At the height of the Algerian War (1954-1962), the competing forces of colonial reformism, indigenous localism, and revolutionary resistance converged on a single military district south of Algiers, the sparsely populated
Zone du Sud Algérois (ZSA). Here, French efforts to recruit and empower Muslim Algerians to fight against the rebel
Front de Libération Nationale (FLN) unearthed webs of inter-communal tension that proved impossible to contain. Starting in 1955, French administrators implemented a program of “integrationist” reforms designed to combat the structural racism in the colony’s legal system and win the battle for political legitimacy in the Algerian countryside. This paper argues that French officers’ subsequent attempts to exploit these reforms for military gain radically and unintentionally restructured power dynamics throughout the colony. Ultimately, integrationism created overlapping and contested zones of sovereignty in Algeria, not only between the government and the rebellion, but between civil and military authorities, the FLN, and the Algerian fighters ostensibly loyal to France.

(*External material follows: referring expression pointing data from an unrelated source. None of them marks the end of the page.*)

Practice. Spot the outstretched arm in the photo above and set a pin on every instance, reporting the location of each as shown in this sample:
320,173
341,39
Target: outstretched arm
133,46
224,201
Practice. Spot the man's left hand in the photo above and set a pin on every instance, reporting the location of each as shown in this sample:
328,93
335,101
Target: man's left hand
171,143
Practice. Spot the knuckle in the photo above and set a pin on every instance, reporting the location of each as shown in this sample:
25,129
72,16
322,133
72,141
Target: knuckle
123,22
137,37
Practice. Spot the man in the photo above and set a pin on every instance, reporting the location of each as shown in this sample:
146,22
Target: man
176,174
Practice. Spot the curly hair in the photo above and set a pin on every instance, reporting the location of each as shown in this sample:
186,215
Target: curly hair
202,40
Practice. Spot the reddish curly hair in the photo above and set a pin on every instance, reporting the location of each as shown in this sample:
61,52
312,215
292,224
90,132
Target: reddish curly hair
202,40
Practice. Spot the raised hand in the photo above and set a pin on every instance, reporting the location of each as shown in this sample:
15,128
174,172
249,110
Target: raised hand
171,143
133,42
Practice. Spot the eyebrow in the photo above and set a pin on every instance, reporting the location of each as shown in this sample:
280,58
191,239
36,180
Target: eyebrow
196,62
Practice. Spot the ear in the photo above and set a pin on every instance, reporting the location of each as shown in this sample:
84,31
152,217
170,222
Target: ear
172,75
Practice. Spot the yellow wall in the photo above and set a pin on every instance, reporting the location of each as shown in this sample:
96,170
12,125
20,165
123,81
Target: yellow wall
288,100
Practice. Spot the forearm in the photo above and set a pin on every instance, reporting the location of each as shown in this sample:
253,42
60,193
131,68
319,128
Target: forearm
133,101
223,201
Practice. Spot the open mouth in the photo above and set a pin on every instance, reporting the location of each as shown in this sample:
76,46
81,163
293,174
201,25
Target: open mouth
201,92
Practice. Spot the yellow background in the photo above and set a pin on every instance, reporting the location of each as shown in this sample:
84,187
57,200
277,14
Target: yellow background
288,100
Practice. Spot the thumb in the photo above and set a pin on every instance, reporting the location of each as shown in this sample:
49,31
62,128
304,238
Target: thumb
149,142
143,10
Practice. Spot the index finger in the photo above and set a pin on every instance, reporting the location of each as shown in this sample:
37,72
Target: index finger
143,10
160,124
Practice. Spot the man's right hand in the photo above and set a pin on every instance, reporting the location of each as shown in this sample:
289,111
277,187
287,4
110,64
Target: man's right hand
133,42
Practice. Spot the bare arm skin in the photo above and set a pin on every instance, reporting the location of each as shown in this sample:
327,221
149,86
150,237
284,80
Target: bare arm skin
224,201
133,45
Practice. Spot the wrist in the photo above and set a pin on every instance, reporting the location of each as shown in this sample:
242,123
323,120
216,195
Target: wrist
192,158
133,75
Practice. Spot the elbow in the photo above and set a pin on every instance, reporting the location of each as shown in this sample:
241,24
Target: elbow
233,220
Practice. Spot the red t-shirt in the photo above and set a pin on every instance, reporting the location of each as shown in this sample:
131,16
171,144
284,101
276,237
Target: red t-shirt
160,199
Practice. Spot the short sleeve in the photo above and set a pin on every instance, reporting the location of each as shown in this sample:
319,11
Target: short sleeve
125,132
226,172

This paper will focus on the wartime activities of two indigenous auxiliary (contre-maquisard) groups to demonstrate the unintended avenues for “native” autonomy and violence that integrationist policy opened after 1955. Using military records and the written testimonies of its members, this paper argues that the Forces Auxiliaires Franco-Musulmane and l’Armée Nationale du Peuple Algérien exercised a novel, semi-legal agency made possible by wartime reforms to build new political and social regimes in the villages where they operated. Neither treasonous collaborators nor French patriots, these bands exploited France’s need for indigenous loyalists with discourses and symbols derived from colonial law. With decolonization, the Gaullist state created a myth of timeless and colorblind republicanism that effaced the racially-differentiated citizenship categories at the center of the contre-maquisards’ experiences. Their stories, however, reveal the capacity of even the most “universal” republic to promote explicitly multiculturalist policies.